Ya con el poder en la mano, Hitler pasó de querer ese alejamiento a querer el exterminio de los judíos, la solución final. Pero, como su nombre lo dice, esa atroz medida extrema, el asesinato organizado con ritmos y procedimientos industriales, era el eslabón último de una cadena, el paso terminal de una sucesión de hechos. Aun si fuera verdad que el exterminio en masa en los campos de trabajo y de muerte fue ignorado en Alemania y fuera de ella por la gente común, es también verdad que la larga serie de acontecimientos que anunciaron y prepararon la solución final no fue sólo conocida sino admitida y aun auspiciada por el fascismo ordinario, por una sociedad excluyente que se alzó de hombros o se frotó las manos ante las medidas que arrojaron fuera de las profesiones, la cultura, la economía y el poder a los judíos. Siglos de antisemitismo proclamado y practicado por el catolicismo, y también por el cristianismo reformado fueron el humus feraz que dio este fruto negro y podrido.

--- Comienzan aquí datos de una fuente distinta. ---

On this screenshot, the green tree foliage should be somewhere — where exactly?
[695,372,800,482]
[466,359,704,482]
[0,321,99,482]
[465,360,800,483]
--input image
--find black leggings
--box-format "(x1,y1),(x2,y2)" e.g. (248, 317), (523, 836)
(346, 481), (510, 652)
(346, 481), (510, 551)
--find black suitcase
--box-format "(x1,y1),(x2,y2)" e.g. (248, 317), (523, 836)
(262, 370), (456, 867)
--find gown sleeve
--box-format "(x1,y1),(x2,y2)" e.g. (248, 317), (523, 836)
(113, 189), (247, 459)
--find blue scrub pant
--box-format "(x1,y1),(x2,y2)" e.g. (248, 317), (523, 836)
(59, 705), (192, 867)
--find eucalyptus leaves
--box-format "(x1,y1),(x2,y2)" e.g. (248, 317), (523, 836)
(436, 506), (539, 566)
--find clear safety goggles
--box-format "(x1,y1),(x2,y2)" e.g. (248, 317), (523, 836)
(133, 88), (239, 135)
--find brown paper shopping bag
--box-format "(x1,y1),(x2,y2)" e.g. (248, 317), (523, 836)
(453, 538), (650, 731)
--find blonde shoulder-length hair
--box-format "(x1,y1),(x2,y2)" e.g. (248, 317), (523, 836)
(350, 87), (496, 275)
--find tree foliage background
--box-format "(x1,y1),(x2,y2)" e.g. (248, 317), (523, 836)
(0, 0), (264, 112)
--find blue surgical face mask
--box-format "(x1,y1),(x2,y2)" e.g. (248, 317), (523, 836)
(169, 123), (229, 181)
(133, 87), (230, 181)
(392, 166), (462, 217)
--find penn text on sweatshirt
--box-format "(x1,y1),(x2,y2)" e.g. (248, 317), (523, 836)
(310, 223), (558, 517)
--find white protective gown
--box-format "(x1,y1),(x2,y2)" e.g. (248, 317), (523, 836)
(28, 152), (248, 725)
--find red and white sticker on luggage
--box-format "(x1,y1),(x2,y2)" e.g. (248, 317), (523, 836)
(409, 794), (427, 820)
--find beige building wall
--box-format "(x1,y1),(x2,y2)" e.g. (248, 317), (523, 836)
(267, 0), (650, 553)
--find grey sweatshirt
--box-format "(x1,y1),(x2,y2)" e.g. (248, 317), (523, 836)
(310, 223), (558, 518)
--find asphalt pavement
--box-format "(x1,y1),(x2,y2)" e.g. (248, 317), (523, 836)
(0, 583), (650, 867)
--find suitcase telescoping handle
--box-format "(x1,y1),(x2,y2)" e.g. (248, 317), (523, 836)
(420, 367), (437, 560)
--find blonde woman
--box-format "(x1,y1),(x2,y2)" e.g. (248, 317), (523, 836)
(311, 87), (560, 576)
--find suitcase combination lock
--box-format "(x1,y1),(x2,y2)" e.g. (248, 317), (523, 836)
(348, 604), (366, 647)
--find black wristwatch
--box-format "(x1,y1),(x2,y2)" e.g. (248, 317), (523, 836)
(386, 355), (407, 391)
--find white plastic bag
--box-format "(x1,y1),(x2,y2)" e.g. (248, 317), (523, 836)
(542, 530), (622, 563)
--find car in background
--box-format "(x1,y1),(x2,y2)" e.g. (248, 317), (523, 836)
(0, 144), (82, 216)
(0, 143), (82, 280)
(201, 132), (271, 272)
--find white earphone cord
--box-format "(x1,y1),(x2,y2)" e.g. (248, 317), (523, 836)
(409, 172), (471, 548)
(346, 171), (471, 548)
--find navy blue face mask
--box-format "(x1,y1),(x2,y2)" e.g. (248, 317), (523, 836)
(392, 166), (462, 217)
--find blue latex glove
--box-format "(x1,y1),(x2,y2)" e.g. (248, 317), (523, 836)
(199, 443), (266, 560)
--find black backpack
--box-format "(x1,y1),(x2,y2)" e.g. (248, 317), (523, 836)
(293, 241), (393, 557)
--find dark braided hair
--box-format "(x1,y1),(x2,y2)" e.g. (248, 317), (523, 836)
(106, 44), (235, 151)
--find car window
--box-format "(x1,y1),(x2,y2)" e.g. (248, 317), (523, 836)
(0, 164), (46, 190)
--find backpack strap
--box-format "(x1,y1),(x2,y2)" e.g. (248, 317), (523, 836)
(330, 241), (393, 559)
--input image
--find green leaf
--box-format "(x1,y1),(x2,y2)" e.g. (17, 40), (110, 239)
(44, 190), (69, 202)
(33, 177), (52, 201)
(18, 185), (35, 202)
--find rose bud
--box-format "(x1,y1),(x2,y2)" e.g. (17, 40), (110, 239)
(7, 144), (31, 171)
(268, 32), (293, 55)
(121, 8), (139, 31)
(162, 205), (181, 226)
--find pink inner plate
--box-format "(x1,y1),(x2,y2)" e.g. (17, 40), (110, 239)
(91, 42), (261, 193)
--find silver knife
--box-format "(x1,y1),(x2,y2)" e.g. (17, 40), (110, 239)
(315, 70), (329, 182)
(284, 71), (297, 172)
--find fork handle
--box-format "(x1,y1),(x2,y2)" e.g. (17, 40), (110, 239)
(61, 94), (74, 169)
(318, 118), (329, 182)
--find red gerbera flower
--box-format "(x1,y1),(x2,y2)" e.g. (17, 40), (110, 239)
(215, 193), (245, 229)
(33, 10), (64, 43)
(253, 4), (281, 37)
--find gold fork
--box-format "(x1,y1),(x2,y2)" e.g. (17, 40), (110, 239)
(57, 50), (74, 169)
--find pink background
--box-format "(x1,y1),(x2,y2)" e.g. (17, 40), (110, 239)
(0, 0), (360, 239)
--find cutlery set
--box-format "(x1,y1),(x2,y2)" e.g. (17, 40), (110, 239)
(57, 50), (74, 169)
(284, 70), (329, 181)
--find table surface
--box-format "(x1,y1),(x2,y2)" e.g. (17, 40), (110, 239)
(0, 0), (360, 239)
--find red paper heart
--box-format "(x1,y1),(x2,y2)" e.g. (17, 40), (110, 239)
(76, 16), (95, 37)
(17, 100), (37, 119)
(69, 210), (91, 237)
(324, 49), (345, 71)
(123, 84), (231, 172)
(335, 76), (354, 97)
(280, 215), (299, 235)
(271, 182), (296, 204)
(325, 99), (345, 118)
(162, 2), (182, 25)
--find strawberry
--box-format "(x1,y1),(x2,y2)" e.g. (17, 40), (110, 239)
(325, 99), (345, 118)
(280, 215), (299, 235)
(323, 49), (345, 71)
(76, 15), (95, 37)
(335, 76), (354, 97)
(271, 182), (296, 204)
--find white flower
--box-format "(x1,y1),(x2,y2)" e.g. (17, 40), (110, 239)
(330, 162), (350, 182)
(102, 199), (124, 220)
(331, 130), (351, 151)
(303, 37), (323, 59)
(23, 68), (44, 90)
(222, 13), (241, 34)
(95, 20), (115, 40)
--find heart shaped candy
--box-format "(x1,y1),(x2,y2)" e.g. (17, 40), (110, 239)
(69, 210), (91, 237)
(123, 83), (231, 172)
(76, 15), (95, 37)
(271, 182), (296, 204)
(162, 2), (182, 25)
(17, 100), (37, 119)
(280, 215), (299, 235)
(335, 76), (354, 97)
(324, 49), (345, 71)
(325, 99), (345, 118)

Sesenta años después de la derrota de ese régimen de asesinos, ¿la humanidad puede sentirse a salvo de la reedición del más abominable de los crímenes? Respondo afirmativamente, contesto que sí. A pesar de que no ha cesado por entero la perplejidad humana ante tamaña atrocidad, tan incomprensible que condujo a no pocos espíritus sensibles pero fuertes a preguntarse dónde había estado Dios mientras la barbarie progresaba, sabemos lo suficiente, hemos aprendido bastante de esa lección brutalmente onerosa como para permitirnos su reproducción. Es verdad que parece expandirse de nuevo el nazismo. También, que crecen y bullen los fundamentalismos agresivos. Pero al igual se fortalecen las convicciones más claramente democráticas, las que ponen en el centro de sus preocupaciones el respeto a las personas, a uno mismo y a los demás, a los otros, a los iguales y los diferentes.